On 29 July, Treasury published a package of exposure draft material in relation to changes to regulatory and tax arrangements for employee share schemes for consultation.

According to the Assistant Treasurer, Michael Sukkar, the reforms mean that employers will not have to consider the Corporations Act when making employee share scheme offers, provided that they do not charge or lend to employees to whom they offer these remuneration packages, and are not otherwise engaged in regulatory avoidance behaviours.

Broadly speaking, according to the exposure draft Explanatory Memoranda, the purpose of the reforms relate to:

  1. enabling specified employee share schemes to be operated without an AFSL and to be exempted from various other obligations (such as hawking restrictions and disclosure requirements), allowing businesses to run employee share schemes without having the same regulatory obligations as financial services providers; and
  2. removing the cessation of employment as a taxing point for employee share scheme interests which are subject to deferred taxation.

The Assistant Treasurer said these reforms arise out of the 2021-22 Budget and regulatory reforms previously consulted on by Government.

Read about the changes in our article.

Consultation closes on 25 August.

ASIC releases guidance and customer information requirements to implement the new add-on insurance deferred sales model

On 28 July, ASIC released a new regulatory guide and final customer information requirements as part of its work to implement the new deferred sales model for add-on insurance.

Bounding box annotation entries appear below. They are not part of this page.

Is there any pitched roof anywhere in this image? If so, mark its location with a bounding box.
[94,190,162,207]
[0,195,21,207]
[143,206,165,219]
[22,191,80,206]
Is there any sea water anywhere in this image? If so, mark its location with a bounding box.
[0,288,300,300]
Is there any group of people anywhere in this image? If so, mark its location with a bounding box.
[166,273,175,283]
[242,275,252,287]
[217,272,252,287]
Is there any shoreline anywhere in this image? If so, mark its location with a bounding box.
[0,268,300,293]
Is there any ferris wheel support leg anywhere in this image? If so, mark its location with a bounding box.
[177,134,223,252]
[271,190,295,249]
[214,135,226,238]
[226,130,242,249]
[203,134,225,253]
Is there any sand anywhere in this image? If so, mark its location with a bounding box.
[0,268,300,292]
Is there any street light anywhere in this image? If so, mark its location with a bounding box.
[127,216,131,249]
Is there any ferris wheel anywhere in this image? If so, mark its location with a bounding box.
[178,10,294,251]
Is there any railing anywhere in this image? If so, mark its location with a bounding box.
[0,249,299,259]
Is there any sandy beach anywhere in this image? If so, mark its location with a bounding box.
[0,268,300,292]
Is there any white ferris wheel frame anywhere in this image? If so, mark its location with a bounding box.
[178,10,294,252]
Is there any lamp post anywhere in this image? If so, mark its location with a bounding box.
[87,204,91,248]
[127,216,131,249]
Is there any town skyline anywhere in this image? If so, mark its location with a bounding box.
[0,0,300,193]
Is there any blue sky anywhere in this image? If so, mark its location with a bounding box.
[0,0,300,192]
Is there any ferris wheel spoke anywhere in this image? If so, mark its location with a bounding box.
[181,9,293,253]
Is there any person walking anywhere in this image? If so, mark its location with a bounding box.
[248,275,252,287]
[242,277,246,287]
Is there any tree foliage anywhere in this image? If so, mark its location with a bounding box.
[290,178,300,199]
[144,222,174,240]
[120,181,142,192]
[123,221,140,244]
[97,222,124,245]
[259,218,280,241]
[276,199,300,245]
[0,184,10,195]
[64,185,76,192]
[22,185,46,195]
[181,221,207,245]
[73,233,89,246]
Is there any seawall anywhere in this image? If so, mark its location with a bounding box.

Regulatory Guide 275 The deferred sales model for add-on insurance provides guidance on the requirements that apply to providers of add-on insurance when complying with the deferred sales model, and how ASIC will approach applications for exemption from the deferred sales model. ASIC (Information under the Deferred Sales Model for Add-On Insurance) Instrument 2021/632 determines the information to be given, and the form and manner in which the information is to be given to a customer in order to start an add-on insurance deferral period (deferral period) under subsection 12DP(1) of the Corporations Act.

Treasury consults on the 2021 foreign investment reforms

On 27 July, Treasury released a consultation paper inviting submissions on the operation and performance of recent foreign investment reforms.

The reforms relate to two sets of amending legislation and their supporting regulations. According to the paper,

Consultation closes on 31 August.

Treasury releases updated FIRB Guidance Notes clarify investor obligations following major foreign investment reforms

On 21 July, Treasury released updated FIRB Guidance Notes, which aim to provide greater clarity to investors about their obligations under Australia’s foreign investment framework, including by addressing a number of issues identified since major reforms to the framework commenced on 1 January 2021.

For more information see our article.

Review of venture capital tax concessions

On 27 July, the Government released a consultation paper on a review of the tax treatment of venture capital, with the Terms of Reference for the review released on 7 July 2021.

The review will be conducted by Treasury and Industry Innovation and Science Australia (IISA) and will cover the ESVCLP, the Venture Capital Limited Partnership (VCLP), and the Australian Fund of Funds (AFOFs) programs.

Consultation is ongoing, and it is expected that the final report will be delivered to the Treasurer towards the end of 2021.